Autumn may have already knocked down our doors, but now is a great time to get started in fly fishing. The cooler temperatures bring fish closer to shore and make them more active during feeding time. That makes for some great fishing. But even with the first frost comes a bevy of opportunities to dip your waders in the fly fishing waters.
You may have noticed that I recently took up the sport. Starting with the novice title has given me a great perspective on the true art and craft of fly fishing. Unlike what most of us think of when we hear “Fishing” — what’s actually known as spin fishing or spin casting — where you toss bait as hard and far as you can into the water and then reel it back in, fly fishing requires a bit more finesse and skill to master. Getting those huge, graceful loops in the fly line, the kind you see in A River Runs Through It, takes a dexterity most people don’t realize they have. There is no denying that there are myriad things to know to become a master fly fisherman (and let’s not even get into fly tying yet), but the barrier to entry in this graceful and surprisingly addictive sport is relatively thin.

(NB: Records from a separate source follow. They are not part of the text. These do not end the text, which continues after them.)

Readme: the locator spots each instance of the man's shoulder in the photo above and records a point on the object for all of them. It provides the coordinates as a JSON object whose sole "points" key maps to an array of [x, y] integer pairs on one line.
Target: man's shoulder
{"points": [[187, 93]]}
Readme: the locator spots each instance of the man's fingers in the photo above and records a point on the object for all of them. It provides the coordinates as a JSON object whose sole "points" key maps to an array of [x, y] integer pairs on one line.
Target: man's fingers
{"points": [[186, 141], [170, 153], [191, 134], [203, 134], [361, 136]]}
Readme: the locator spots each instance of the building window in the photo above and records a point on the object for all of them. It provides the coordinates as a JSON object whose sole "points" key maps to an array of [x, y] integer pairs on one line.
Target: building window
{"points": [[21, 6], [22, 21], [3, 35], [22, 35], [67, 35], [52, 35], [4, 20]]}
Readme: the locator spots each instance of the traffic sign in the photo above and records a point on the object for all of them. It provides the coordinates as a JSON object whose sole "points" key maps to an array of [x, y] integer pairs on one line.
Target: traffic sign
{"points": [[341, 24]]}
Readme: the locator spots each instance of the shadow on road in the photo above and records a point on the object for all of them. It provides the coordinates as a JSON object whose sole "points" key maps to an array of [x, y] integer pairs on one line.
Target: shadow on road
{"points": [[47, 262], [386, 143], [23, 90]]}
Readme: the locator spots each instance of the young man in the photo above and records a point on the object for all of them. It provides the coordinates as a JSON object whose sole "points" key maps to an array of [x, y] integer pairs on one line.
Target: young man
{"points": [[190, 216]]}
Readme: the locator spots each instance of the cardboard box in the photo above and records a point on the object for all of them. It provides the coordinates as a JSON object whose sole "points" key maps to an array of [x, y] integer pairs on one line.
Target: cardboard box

From a novice perspective, here are some things you should consider when you’re first getting into fly fishing.
Buy a book
Books on fly fishing are plentiful, and most are full of fantastic information for the beginner fly fisherman. The internet is a great resource too, but you can have too much of a good thing, so grabbing a book from your local library will help you avoid a brain meltdown. Orvis and L.L. Bean offer some fine resources (disclosure: I am an L.L. Bean employee, but that doesn’t really color my opinion all that much), like the L.L. Bean Fly-Fishing Handbook or The Orvis Guide to Beginning Fly Fishing.
Take a lesson
When it comes to book learning, I’m a dummy. It’s far easier for me to learn from someone who already knows how to do a skill, So, I’ll speak from experience here: L.L. Bean offers some great fly casting “Walk On Adventures” at many of their stores, and several fantastic fly fishing courses through their Outdoor Discovery Schools. Courses at other shops are likely available in your area from experienced fly fishermen, and while a book can get you the basics of knots and mechanics, there’s really no substitute for going outside and actually doing it while a trained instructor watches. They’ll be able to point out flaws, give you tips on how to improve, and show you tricks the best fishermen use to catch fish.
Buy some gear
All you really need to get started are a rod, a reel, backing, fly line, leader, some flies, and a place to fish. When you shop for a rod, reel, and line, you’ll hear about matching rod & reel weights, rod length, and the hundreds of types of flies you can purchase. Talk to the sales reps to learn about what you need, and do some research ahead of time by reading some fly fishing books or visiting some of the more popular fly fishing websites.
Find some water
One of the more fun (and sometimes secretive) parts of fly fishing is finding a good place to fish. The best way to start fly fishing is to practice your cast on a grass lawn with a practice fly made of yarn. But once you’re ready to hit the water, grab a map of your area and your fishing regulations book, and head out to do some fly fishing! Lakes, brooks, rivers, streams, and ponds almost always offer good fishing, depending on the area and time of year.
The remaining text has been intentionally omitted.